Under the Global Vaccine Action Plan, measles and rubella are targeted for elimination in five WHO Regions by 2020.
Measles is a highly contagious viral disease. It remains an important cause of death among young children globally, despite the availability of a safe and effective vaccine.
Measles is transmitted via droplets from the nose, mouth or throat of infected persons. Initial symptoms, which usually appear 10–12 days after infection, include high fever, a runny nose, bloodshot eyes, and tiny white spots on the inside of the mouth. Several days later, a rash develops, starting on the face and upper neck and gradually spreading downwards.
While global measles deaths have decreased by 84 percent worldwide in recent years — from 550,100 deaths in 2000 to 89,780 in 2016 — measles is still common in many developing countries, particularly in parts of Africa and Asia. An estimated 7 million people were affected by measles in 2016.
In India, measles affects an estimated 2.5 million children every year, killing nearly 49 000 of them. India has made important efforts and gains against measles in recent years. Measles deaths have declined by 51% from an estimated 100 000 in the year 2000 to 49 000 in 2015. This has been possible by significantly increasing the reach of the first dose of measles vaccine, given at the age of nine months under routine immunization programme, from 56% in 2000 to 87% in 2015. In 2010 India introduced the second dose of measles-containing vaccine in routine immunization programme to close the immunity gap and accelerate measles elimination. Nearly 118 million children aged nine months to 10 years were vaccinated during mass measles vaccination campaigns between 2010 and 2013 in select states of India.
Rubella is a contagious disease caused by a virus. It can lead to serious complications, especially for unborn babies. If a pregnant woman gets rubella, she can lose her baby. Babies born to mothers who had rubella can have birth defects that last a lifetime.
There are 2 vaccines that can prevent rubella:
- The MMR vaccine protects children and adults from rubella measles, and mumps
- The MMRV vaccine protects children from rubella, measles, mumps, and chickenpox
Rubella is a common infection in many areas of the world. Each year about 100,000 cases of congenital rubella syndrome occur. Rates of disease have decreased in many areas as a result of vaccination. There are ongoing efforts to eliminate the disease globally.

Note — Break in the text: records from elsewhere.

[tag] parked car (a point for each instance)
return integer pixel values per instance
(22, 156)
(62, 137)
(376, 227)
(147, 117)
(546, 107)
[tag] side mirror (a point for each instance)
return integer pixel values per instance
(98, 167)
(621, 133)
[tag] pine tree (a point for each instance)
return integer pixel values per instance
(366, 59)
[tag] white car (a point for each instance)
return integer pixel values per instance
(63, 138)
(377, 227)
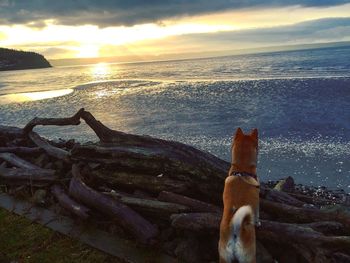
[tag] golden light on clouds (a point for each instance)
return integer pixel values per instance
(58, 41)
(88, 51)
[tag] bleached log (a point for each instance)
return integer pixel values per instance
(21, 150)
(131, 221)
(74, 120)
(28, 174)
(16, 161)
(150, 207)
(194, 204)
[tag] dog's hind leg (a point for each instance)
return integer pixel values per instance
(257, 216)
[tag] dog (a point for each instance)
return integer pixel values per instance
(241, 202)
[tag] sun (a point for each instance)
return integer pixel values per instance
(88, 51)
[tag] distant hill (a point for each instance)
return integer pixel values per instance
(11, 59)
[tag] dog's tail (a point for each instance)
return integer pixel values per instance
(242, 226)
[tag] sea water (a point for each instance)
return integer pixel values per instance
(299, 101)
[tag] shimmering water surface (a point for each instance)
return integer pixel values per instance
(299, 101)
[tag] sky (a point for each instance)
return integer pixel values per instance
(144, 29)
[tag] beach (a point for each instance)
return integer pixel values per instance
(298, 100)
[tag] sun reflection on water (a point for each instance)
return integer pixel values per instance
(31, 96)
(100, 70)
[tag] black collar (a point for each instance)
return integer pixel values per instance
(245, 174)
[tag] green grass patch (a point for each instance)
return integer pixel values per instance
(24, 241)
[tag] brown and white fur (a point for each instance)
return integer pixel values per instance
(241, 202)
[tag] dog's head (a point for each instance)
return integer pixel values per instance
(245, 149)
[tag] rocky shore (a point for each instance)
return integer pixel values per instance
(11, 59)
(165, 194)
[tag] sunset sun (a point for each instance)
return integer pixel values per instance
(175, 131)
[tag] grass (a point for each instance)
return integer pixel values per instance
(24, 241)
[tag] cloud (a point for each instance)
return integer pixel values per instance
(121, 12)
(315, 31)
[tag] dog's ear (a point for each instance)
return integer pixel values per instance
(239, 133)
(254, 134)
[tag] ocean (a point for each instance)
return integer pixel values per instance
(299, 101)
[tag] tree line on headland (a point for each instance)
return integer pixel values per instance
(11, 59)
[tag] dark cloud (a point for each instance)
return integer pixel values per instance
(128, 12)
(314, 31)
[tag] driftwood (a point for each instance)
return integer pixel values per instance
(16, 161)
(48, 148)
(27, 174)
(143, 230)
(74, 120)
(21, 150)
(312, 245)
(130, 180)
(181, 185)
(193, 204)
(196, 221)
(288, 213)
(69, 204)
(150, 207)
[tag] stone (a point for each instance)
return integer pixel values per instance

Rubella in India causes birth defects such as irreversible deafness and blindness in nearly 40 000 children every year.
MR Vaccination Campaign
India launched the ambitious Measles-Rubella (MR) vaccination drive in February 2017 in Karnataka, Tamil Nadu, Pondicherry, Lakshadweep and Goa. It is the largest such effort anywhere in the world with the target to cover 405 million children in the age group of 9 months–15 years by 2019.
This massive public health effort has been undertaken in partnership at all the levels – Central government, state governments, development partners, civil society and a committed health workforce across the country.

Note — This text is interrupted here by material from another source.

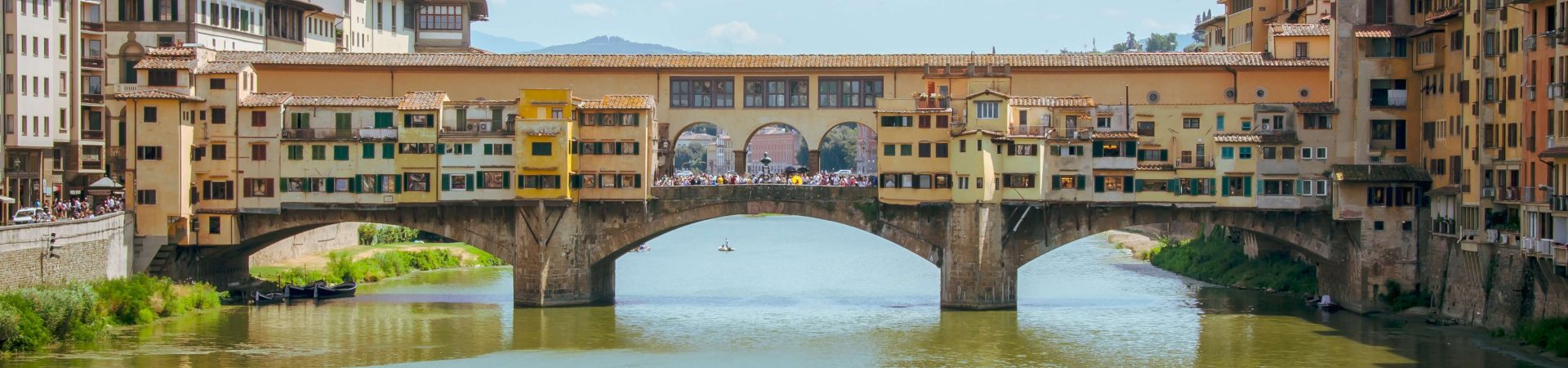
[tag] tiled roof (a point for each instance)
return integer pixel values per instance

The campaign once again demonstrates India’s commitment to improve health and well-being of its people by protecting children against vaccine preventable diseases.
Dr Poonam Khetrapal Singh, Regional Director for WHO South-East Asia.
As part of the MR campaign, as of early July 2018, 92 million children have been successfully vaccinated in 20 states across the country.
How to avail the vaccination?
Several states from South India and North East have already been covered under this MR (Measles and Rubella) Campaign. MR campaign has been introduced in Uttar Pradesh which began on 26th November.
All schools are to be covered under this MR campaign. If you have your children studying in schools, contact the school authorities and ask when will be the vaccination camp taking place. If your child does not go to school, you’ll have to wait for couple of weeks after which this vaccination can be done at any Govt Health Facility (PHC/CHC/Urban Health Centre/ District Hospital /Medical College). If your child has already been vaccinated, this is an additional dose for all the children.
Vaccination is free of cost and mandatory for all the children. Do not worry for the quality of the vaccination, it meets the highest standards. So, don’t hesitate and get your child vaccinated to save his/her future.